9. Tale of Data repositories
Repositories let you repair or enrich datasets using sophisticated match algorithms.
9.1. Creating a repository
To create a repository you must create a flow.
A flow containing a repository can contain all the standard processors needed to prepare repository data but can only contain one repository processor that is a particular type of sink .
Repository processors let you create a repository that can be reused and shared to reconcile data.
Example of a flow creating a repository:
9.1.1. Configuring a repository
The name of the repository must be entered in the processor configurator.
A description is optional but is strongly advised because all repository users will be able to see it.
Repositories have three view levels:
Public.
Shared with my organization.
Private.
9.1.2. Search fields
These fields let repository users reconcile their data so it is important when creating a repository to select your search fields carefully.
For example, in a repository of persons, name will naturally be a search field.
To add a search field, click Add a search column in the repository node configurator.
You can configure the search field in the dialogue window that opens:
You must specify the search field (postcode in the example above).
Full text lets you specify whether searches will accept a subset of words in the field.
Fuzzy lets you specify whether typos to be tolerated.
Phonetics lets you specify whether you want searches for words with similar pronunciations (3 options):
French.
English.
No phonetics.
9.1.3. Search groups
Search groups let repository users search for matches between one field in their own dataset and several repository fields.

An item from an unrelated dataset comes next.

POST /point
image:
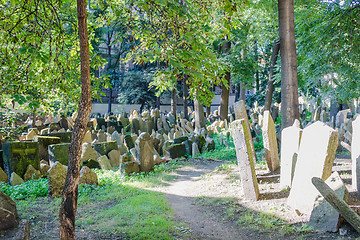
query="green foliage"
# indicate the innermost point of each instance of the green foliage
(135, 88)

This is useful if, for example, you have a dataset containing a full name (= first name + surname) and want to search for matches in a repository that stores first names and surnames as two separate fields.
In the Create a group search window you can enter the name of the group, its description and its fields. Fuzzy and phonetics options are also available (see Search fields for an explanation of both concepts).
9.1.4. Lists of replacements
These let you configure the word replacements you want to use when reconciling or enriching data.
For example, you can specify that if the word ‘car’ appears in your dataset it must trigger a search for the word ‘vehicle’ in the repository. To do this, just add the following row to the list of replacements:
“car;vehicle”.
Note
Replacements can only be made for whole words (separated from other words). ‘;’ (semi-colon) can be used only to separate text to be replaced from its replacement text.
Replacements are upper/lower case insensitive.
You can specify regular expressions [3] for replacements by starting your row with \x.
Example: \x(?i)(\d+)(?:B|BIS)\b;$1 bis will change the search request 3b rue de la Gare to 3 bis rue de la Gare.
Caution
To create the repository, you must run the flow.
You can view the repositories that are available in the catalog:
In the following main zones:
9.2. Using repositories
To reconcile data, use the Reconcile / Enrich with repository data transformation in the preparation editor:
A wizard will configure the transformation and let you choose:
The repository with which you want to reconcile your dataset.
The matches between the fields in your dataset and the repository search fields (or groups).
The repository fields with which you want to enrich your dataset (you can choose a field subset and then reorder the fields using drag and drop).